Create opportunities to prompt everyone on your staff to regularly talk about the behaviors. The best way to accomplish that is to build routines. For example, you might require that every virtual meeting begin with a discussion about a specified behavior and how it relates to what the group is doing.
Build a Curriculum
The third step is to build a curriculum around your behaviors so that your leaders, managers, and supervisors are all teaching the same thing in the same way. It’s one thing to articulate the behaviors that are important to your company’s success. But if your managers don’t know how to teach those behaviors, or they’re all teaching them differently, you risk confusing people instead of helping them.
The fourth priority is to make maximum use of technology. Another benefit of our digital world is the number of available tools that allow us to effectively communicate—regardless of location. Between Zoom, Microsoft Teams, Slack, Yammer, and various mobile apps, there are many ways to engage your people and teach your culture. The sooner you get your entire team to embrace these tools, the more effective you’ll be with your culture initiative.
What Comes Next for Your Culture?
Companies that continuously nurture and strengthen their culture are using one of the most effective methods to drive individual and organizational success. As we turn the corner after the pandemic and settle into a more virtual working world, it’s more important than ever to intentionally improve your culture.
The best way to accomplish this is to follow the four recommendations listed above. In doing so, you’ll be able to operationalize your organization’s culture so that it’s effective wherever your people are working.
You might have the necessary internal resources to create a new culture initiative in-house. If you go that route, read David Friedman’s second book Culture by Design. In it, the CultureWise founder and CEO offers a clear step-by-step guide for building an outstanding corporate culture in a practical way that’s achievable for any business.

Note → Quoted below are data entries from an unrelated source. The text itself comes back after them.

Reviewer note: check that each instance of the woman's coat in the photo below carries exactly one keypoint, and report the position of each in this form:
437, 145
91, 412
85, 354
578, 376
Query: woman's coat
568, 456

If you need more help, you can take advantage of the CultureWise suite of tools and products based on the plan outlined in Friedman’s book. This turnkey operating system for culture is offered at several pricing levels, making it actionable and affordable for companies of any size.
The important thing is to take an active approach to help your culture adapt and thrive in the virtual work world. The changes you implement in your culture will not only define how your company operates now. They will reflect where you want your company to go.